Carbine Tungsten has put its flagship tungsten project on ice despite a big surge in price for the war metal.

Tungsten’s price has increased 80 per cent to $US269 per metric tonne from a low last year of $US150.

The price has been driven up by supply cutbacks in China, which produces 80 per cent of tungsten. China has recently clamped down on polluting mines and has enforced production quotas.

However the price surge has not generated significant interest in the sector, said Carbine Tungsten (ASX:CBQ) chairman Russell Krause.

“The uncertainties surrounding the geopolitical situation in North Korea has seen the tungsten price recently climb rapidly,” he said. “However, offtake [sales] or project funding interest is expected to focus on a longer term elevated price sustainability.”

Carbine has now ceased operations at Mt Carbine, placing it in “care and maintenance” mode.

The company is at loggerheads with Mt Carbine Quarries (MCQ) which holds mining and other licences at Mt Carbine.

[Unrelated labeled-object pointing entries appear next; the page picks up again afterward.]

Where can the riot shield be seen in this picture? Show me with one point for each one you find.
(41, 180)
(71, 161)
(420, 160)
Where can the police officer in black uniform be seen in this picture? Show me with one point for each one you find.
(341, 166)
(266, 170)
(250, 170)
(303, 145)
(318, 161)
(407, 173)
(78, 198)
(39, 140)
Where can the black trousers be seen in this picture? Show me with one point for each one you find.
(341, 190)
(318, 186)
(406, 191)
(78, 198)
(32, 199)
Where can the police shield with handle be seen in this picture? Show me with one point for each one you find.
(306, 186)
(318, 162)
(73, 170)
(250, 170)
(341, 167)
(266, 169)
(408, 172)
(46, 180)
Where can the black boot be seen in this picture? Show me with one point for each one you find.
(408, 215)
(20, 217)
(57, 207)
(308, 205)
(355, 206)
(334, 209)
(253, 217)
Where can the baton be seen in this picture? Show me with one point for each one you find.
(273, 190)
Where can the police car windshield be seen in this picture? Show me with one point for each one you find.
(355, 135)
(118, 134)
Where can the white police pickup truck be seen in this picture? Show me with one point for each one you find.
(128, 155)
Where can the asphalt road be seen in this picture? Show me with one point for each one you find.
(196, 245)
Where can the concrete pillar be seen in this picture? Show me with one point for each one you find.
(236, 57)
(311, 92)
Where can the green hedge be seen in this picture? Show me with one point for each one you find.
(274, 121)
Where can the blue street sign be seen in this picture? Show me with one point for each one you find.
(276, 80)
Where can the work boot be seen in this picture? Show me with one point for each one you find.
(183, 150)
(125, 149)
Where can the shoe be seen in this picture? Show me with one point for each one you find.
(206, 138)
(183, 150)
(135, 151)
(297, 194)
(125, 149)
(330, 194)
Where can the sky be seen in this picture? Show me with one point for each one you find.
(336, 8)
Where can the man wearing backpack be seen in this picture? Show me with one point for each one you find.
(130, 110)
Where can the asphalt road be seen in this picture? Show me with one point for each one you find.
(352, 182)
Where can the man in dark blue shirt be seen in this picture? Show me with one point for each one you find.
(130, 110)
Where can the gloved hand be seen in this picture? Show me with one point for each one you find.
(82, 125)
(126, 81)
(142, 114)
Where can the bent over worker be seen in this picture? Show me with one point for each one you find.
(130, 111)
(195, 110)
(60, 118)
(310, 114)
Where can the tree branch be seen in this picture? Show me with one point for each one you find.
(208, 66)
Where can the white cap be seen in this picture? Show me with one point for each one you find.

Carbine holds a sub-lease over the tenements held by MCQ.

Carbine had intended to buy the project from MCQ. However, talks to resolve issues around the sub-lease arrangement have failed.  The company is still in talks MCQ to resolve the issue.

Further, Carbine revealed that MCQ has somehow increased its landholding on site to now cover around 60 per cent of the mining leases.

“This will clearly impact the scale of any future mining operation which can be conducted on this site,” Krause said.

Despite this, Carbine has delineated surface extent of the Iron Duke scheelite prospect with the greater part of the prospect lying outside the MCQ mining lease and within its wholly owned landholding.

The company is planning to lodge a mining lease over this prospect.

While all this is going, Carbine is progressing with its diversification away from tungsten to other metals including gold and lithium.

The company has bought gold exploration license last year in New South Wales with surface sampling of historic workings at Panama Hat prospect finding consistent high-grade gold. A drilling campaign is expected to be completed in the next quarter.

To reflect this change of tack, Carbine is also pursuing a name change with investors to vote on it at the company’s upcoming AGM.

Investors weren’t happy with today’s news with the stock finishing 17 per cent lower at 1c.

Tungsten market

Tungsten is used to harden steel in ballistic missiles and drill bits has witnessed supply cutback issues in China, which produces 80 per cent of global tungsten.

The Chinese government is clamping down on polluting mines and enforcing production quotas.

Plus, geopolitical tensions between the United States and North Korea have seen the price spike further.